Central European Neurosurgery | 2014
Amjad Anaizi; Christopher Kalhorn; Michael McCullough; Jean-Marc Voyadzis; Faheem A. Sandhu
STUDY DESIGN A retrospective case series evaluating the use of fiducial markers with subsequent computed tomography (CT) or CT myelography for intraoperative localization. OBJECTIVE To evaluate the safety and utility of preoperative fiducial placement, confirmed with CT myelography, for intraoperative localization of thoracic spinal levels. SUMMARY OF BACKGROUND DATA Thoracic spine surgery is associated with serious complications, not the least of which is the potential for wrong-level surgery. Intraoperative fluoroscopy is often used but can be unreliable due to the patients body habitus and anatomical variation. METHODS Sixteen patients with thoracic spine pathology requiring surgical intervention underwent preoperative fiducial placement at the pedicle of the level of interest in the interventional radiology suite.
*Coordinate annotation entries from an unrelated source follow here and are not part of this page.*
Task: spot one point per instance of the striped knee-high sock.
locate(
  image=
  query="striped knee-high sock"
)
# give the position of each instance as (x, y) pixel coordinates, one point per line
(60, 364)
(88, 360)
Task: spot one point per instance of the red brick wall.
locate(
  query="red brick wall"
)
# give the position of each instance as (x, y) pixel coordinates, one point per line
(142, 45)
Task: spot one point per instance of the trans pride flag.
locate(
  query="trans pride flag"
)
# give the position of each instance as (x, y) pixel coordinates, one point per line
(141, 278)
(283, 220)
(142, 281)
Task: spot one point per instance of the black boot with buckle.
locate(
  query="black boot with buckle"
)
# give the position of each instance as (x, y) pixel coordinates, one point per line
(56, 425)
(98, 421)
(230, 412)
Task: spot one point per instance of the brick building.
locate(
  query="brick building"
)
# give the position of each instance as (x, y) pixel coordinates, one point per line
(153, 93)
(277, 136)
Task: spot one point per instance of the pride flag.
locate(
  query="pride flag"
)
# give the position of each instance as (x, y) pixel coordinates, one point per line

CT or CT myelogram was then done to evaluate fiducial location relative to the level of pathology. Surgical treatment followed at a later date in all patients. RESULTS All patients underwent preoperative fiducial placement and CT or CT myelography, which was done on an outpatient basis in 14 of the 16 patients. Intraoperatively, fiducial localization was easily and quickly done with intraoperative fluoroscopy leading to correct localization of spinal level in all cases. All patients had symptomatic improvement following surgery. There were no complications from preoperative localization or operative intervention. CONCLUSIONS Preoperative placement of fiducial markers confirmed with a CT or CT myelogram allows for reliable and fast intraoperative localization of the spinal level of interest with minimal risks and potential complications to the patient. In most cases, a noncontrast CT should be sufficient. This should be an equally reliable means of localization while further decreasing potential for complications. CT myelography should be reserved for pathology that is not evident on noncontrast CT. Accuracy of localization is independent of variations in rib number or vertebral segmentation. The technique is a safe, reliable, and rapid means of localizing spinal level during surgery.